Cancer chemotherapy is currently undergoing an intensive reappraisal because of its unimpressive performance against the major common cancers. There are a number of possible reasons for this lack of success; one considered here is that under some circumstances anti-neoplastic drug treatment actually increases the malignant behaviour of tumours. Support for this idea comes mainly from experimental studies in which drug treatments increased metastatic spread. Investigation of this phenomenon shows that drug induced modifications of the host, including immunosuppression and vascular damage, can indeed facilitate metastasis. In addition, new data are presented demonstrating that the direct action of drugs on the tumour cells themselves can have similar enhancing effects. The possible mechanisms underlying such direct effects are discussed and the ability of anti-cancer drugs to cause genetic mutations, amplify genes, and alter gene expression are considered. While the nature and extent of this facilitation of tumour malignancy is not fully understood, it is suggested that this possibility should be considered in the design of treatment protocols.

The effectiveness of cis-platinum, cyclophosphamide and melphalan in treating disseminated tumor cells in mice

Both B16 melanoma and Lewis lung carcinoma growing in C57/Bl mice spontaneously metastasize to the lungs and other organs. When the tumors are grown in the mouse tail to a specific volume and amputated, the spontaneously disseminated tumor cells can then be independently treated. The effects of a single dose of cyclophosphamide (200 mg/kg), cis-platinum (6 mg/kg) and melphalan (10 mg/kg) on the appearance of pulmonary and other metastases were measured. The cis-platinum treatment was shown to reduce the number and incidence of metastases of both tumors at various times after treatment. The antimetastatic effectiveness of cis-platinum against these two tumors was increased when 2.4 mg/kg was administered each day for five consecutive days after amputation of the primary. Cyclophosphamide, when administered at two-thirds maximum tolerated dose, had a small promoting effect on the number and incidence of pulmonary metastases of Lewis lung carcinoma, whereas, applied in the same dose, it had efficacy in the treatment of disseminated B16 melanoma and inhibited appearance of both pulmonary and lymph-node metastases. When melphalan was administered in single- and multiple-dose regimens, the number and incidence of metastases of both tumors increased at various times after primary tumor amputation. These data suggest that melphalan can promote the growth of disseminated tumor cells in both the lungs and other sites and that some systemic chemotherapies may result in promotion instead of suppression of metastatic disease.

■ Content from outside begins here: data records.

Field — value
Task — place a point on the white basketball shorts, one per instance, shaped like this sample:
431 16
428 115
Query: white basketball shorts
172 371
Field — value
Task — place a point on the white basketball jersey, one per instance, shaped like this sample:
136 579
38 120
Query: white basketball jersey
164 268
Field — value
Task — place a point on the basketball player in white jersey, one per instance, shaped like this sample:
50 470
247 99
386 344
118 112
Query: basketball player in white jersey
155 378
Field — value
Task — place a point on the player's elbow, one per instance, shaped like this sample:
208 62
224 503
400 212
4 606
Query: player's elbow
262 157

Enhanced experimental metastatic capacity of a murine melanoma following pre-treatment with anticancer drugs

The effect of in vitro pretreatment of B16 murine melanoma cells with various cancer chemotherapeutic agents on their subsequent experimental metastatic capacity has been examined. Methotrexate, cytosine arabinoside, 5-azacytidine and aphidicolin all produced significant increases in the number of lung nodules formed following the i.v. injection of tumour cells. This effect was not seen with melphalan or 5-fluorouracil. Since the doses of melphalan and 5-fluorouracil used produced similar levels of cell kill to cytosine arabinoside and aphidicolin it appears that a cytotoxic effect was not sufficient to produce increased lung nodule formation. Analysis of the perturbations in the cell cycle induced by the drugs did not reveal any consistent differences between those drugs which enhanced experimental metastasis and those which did not. The precise mechanisms underlying this phenomenon remain to be elucidated but the results are consistent with the possibility that anticancer agents may play a role in assisting tumour progression.